Self-managed Apache Airflow deployment on Amazon EKS
Introduction
This pattern deploys self-managed Apache Airflow deployment on EKS. This blueprint deploys Airflow on Amazon EKS managed node groups and leverages Karpenter to run the workloads.
Architecture
This pattern uses opinionated defaults to keep the deployment experience simple but also keeps it flexible so that you can pick and choose necessary add-ons during deployment. We recommend keeping the defaults and only customize if you have viable alternative option available for replacement.
In terms of infrastructure, below are the resources that are created by this pattern:
-
EKS Cluster Control plane with public endpoint (recommended for demo/poc environment)
-
One managed node group
- Core Node group with 3 instances spanning multi-AZs for running Apache Airflow and other system critical pods. e.g., Cluster Autoscaler, CoreDNS, Observability, Logging etc.
-
Apache Airflow core components (with airflow-core.tf):
- Amazon RDS PostgreSQL instance and security group for Airflow meta database.
- Airflow namespace
- Kubernetes service accounts and AWS IAM roles for service account (IRSA) for Airflow Webserver, Airflow Scheduler, and Airflow Worker.

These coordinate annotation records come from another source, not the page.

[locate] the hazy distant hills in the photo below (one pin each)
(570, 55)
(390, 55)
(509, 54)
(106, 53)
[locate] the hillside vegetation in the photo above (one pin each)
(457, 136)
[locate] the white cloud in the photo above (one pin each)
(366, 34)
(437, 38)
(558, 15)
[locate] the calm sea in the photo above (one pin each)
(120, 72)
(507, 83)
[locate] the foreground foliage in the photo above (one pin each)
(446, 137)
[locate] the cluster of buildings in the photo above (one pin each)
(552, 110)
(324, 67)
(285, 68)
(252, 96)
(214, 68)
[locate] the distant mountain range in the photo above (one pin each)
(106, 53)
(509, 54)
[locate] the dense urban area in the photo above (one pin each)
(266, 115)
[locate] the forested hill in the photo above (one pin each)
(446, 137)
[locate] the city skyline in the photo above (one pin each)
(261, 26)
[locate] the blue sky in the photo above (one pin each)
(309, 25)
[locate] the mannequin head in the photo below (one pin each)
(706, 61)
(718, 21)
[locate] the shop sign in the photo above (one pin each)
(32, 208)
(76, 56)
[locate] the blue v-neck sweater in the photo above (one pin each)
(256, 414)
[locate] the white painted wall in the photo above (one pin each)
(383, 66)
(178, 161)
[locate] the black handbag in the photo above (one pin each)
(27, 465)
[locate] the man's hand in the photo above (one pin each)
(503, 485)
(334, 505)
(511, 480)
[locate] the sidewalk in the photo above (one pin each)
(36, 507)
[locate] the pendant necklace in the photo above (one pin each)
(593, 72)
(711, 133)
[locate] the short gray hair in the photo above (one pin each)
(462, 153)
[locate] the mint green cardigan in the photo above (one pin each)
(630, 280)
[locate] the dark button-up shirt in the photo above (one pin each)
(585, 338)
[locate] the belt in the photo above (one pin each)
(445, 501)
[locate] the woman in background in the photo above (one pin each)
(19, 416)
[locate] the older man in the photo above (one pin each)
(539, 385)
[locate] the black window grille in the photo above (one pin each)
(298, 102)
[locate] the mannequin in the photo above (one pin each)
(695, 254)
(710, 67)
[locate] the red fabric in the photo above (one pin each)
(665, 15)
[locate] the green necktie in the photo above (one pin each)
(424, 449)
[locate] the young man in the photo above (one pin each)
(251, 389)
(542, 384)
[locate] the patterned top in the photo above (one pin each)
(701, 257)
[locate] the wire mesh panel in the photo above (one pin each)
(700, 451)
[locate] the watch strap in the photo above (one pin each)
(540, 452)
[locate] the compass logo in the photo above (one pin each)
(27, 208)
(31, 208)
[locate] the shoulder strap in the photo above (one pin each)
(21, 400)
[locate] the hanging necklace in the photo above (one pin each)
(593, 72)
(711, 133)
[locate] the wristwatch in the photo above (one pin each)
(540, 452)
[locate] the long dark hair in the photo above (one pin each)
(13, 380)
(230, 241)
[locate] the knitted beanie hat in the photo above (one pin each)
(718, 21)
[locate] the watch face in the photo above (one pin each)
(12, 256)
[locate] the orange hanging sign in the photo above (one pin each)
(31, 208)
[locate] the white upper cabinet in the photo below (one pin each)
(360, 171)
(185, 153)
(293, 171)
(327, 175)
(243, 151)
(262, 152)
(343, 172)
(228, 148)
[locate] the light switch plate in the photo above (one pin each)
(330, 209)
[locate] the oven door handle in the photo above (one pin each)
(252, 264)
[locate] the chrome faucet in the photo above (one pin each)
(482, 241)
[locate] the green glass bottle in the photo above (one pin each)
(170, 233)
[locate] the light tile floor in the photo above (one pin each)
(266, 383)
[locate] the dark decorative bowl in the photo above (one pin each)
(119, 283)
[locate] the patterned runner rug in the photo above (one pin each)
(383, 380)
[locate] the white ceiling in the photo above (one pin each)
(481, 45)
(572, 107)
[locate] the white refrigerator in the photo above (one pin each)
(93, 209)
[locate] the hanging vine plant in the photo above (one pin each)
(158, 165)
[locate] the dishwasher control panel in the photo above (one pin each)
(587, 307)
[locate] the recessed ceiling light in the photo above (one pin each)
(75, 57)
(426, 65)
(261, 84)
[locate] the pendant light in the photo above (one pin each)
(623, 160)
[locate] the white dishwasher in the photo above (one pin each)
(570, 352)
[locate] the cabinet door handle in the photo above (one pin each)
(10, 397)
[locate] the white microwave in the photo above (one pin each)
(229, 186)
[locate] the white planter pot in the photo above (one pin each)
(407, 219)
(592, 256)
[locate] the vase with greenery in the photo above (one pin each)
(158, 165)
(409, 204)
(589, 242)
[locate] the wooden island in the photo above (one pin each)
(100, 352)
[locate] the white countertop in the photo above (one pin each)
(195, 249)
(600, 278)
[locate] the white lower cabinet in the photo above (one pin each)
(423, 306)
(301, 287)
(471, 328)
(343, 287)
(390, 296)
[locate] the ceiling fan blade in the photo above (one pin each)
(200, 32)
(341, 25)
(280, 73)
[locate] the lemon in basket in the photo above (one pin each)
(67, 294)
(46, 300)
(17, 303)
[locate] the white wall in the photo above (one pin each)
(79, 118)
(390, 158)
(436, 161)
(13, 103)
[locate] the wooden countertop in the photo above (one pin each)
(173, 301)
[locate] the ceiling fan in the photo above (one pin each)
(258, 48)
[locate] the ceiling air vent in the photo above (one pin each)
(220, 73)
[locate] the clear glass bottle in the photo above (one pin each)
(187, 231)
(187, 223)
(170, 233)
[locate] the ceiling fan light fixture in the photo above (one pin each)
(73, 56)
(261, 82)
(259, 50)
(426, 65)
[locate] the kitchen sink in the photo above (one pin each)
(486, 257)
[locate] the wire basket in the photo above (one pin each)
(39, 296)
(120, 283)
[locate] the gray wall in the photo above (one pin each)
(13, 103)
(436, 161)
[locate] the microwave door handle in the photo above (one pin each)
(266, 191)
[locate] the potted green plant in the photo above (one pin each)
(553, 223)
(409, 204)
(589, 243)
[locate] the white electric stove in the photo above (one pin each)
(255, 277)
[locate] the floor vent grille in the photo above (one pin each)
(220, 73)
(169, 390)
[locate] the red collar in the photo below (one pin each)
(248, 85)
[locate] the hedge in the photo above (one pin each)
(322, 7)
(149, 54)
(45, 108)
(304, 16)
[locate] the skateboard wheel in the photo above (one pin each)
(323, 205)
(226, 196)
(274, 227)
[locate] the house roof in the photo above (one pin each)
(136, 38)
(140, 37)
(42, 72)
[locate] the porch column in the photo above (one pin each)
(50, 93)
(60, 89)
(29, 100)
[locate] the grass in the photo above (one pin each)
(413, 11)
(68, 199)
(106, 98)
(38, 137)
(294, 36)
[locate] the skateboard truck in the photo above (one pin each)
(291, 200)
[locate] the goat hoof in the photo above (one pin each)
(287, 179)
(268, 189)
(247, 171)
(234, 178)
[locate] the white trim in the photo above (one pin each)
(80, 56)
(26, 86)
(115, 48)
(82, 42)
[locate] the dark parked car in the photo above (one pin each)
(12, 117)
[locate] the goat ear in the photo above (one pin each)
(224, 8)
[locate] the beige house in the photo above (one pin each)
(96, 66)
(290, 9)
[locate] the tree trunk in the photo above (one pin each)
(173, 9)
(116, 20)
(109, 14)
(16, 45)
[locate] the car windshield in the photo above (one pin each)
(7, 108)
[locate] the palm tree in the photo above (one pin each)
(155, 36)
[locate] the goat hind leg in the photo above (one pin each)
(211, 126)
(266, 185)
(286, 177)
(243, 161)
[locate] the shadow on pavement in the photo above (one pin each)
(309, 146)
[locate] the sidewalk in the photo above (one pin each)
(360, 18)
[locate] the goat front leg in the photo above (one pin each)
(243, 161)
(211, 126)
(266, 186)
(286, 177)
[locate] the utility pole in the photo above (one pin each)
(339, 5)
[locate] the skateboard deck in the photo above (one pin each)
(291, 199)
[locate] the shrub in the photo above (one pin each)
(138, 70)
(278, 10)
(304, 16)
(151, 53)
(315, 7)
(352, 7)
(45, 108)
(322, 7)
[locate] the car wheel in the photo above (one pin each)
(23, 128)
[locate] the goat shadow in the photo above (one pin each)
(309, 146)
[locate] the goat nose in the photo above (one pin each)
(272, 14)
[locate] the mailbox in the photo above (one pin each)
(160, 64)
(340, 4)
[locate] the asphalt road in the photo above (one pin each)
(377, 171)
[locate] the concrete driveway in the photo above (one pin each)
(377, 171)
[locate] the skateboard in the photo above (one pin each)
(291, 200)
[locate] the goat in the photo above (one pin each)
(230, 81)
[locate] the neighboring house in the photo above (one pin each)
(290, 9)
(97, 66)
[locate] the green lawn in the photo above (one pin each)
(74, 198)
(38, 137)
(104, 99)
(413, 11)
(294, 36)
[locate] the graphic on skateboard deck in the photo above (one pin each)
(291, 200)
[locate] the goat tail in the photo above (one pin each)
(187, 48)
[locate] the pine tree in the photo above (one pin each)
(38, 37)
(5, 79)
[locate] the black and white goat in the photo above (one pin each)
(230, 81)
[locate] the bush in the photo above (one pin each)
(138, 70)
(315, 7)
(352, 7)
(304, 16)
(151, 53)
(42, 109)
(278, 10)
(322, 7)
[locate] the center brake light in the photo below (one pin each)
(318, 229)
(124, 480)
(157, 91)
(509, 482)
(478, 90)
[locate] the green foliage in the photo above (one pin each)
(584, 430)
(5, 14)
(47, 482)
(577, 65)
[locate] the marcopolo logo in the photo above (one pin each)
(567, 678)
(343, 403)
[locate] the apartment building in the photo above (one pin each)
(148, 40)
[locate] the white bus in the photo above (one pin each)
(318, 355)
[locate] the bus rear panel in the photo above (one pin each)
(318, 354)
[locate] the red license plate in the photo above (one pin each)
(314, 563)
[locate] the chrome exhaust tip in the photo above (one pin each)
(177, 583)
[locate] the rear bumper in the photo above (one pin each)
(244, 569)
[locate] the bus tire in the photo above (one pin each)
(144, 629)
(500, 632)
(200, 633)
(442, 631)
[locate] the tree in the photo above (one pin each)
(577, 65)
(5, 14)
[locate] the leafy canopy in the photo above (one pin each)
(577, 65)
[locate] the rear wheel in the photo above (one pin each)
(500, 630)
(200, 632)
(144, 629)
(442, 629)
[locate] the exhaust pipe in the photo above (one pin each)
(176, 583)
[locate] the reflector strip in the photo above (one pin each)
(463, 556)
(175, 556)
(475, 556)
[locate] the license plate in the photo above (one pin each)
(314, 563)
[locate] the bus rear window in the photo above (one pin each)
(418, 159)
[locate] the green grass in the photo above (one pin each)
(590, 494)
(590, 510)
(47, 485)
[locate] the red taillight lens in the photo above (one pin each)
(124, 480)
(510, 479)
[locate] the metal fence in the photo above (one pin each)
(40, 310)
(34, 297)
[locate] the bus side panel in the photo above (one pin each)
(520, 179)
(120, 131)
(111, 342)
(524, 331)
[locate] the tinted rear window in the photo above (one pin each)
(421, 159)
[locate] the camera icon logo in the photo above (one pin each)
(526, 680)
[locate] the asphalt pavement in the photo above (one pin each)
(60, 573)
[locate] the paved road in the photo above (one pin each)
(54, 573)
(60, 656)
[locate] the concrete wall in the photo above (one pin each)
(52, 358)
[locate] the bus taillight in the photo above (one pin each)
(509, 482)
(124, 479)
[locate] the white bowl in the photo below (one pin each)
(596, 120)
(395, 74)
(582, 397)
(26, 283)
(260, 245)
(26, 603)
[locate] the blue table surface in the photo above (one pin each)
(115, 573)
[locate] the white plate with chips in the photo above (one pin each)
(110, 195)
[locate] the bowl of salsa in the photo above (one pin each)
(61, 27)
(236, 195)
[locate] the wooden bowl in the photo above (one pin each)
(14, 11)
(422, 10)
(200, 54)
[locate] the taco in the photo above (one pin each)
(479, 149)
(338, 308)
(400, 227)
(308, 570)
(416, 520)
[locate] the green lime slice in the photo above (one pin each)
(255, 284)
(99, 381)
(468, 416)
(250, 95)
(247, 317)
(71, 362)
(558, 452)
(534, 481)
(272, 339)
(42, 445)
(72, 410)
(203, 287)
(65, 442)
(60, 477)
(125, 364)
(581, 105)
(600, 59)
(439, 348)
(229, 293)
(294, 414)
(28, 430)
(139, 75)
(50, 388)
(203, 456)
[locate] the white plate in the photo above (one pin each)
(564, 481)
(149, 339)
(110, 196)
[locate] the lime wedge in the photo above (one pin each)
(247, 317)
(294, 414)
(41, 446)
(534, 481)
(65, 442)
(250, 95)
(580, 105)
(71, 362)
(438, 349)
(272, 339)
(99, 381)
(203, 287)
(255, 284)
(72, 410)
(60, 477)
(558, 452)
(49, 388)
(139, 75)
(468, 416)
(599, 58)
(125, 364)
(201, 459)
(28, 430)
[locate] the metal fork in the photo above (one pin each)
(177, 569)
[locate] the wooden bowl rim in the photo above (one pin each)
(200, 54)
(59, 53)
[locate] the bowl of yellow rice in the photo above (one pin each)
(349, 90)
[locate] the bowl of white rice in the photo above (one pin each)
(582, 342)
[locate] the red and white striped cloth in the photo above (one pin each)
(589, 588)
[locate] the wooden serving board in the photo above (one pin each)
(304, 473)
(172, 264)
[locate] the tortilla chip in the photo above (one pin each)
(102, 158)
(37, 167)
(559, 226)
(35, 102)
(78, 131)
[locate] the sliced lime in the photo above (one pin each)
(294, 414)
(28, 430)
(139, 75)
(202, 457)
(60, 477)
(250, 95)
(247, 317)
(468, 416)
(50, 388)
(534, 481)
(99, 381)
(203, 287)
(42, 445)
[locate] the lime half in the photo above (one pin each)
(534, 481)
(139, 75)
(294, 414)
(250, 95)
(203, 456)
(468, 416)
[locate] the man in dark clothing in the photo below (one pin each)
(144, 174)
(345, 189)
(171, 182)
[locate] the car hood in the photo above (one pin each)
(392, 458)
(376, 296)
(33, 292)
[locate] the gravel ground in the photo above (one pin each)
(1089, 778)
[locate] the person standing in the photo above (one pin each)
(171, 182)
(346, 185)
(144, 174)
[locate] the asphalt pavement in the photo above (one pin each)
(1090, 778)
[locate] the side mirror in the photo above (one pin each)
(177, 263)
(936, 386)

- Amazon Elastic File System (EFS), EFS mounts, Kubernetes Storage Class for EFS, and Kubernetes Persistent Volume Claim for mounting Airflow DAGs for Airflow pods.
- Amazon S3 log bucket for Airflow logs
AWS for FluentBit is employed for logging, and a combination of Prometheus, Amazon Managed Prometheus, and open source Grafana are used for observability. You can see the complete list of add-ons available below.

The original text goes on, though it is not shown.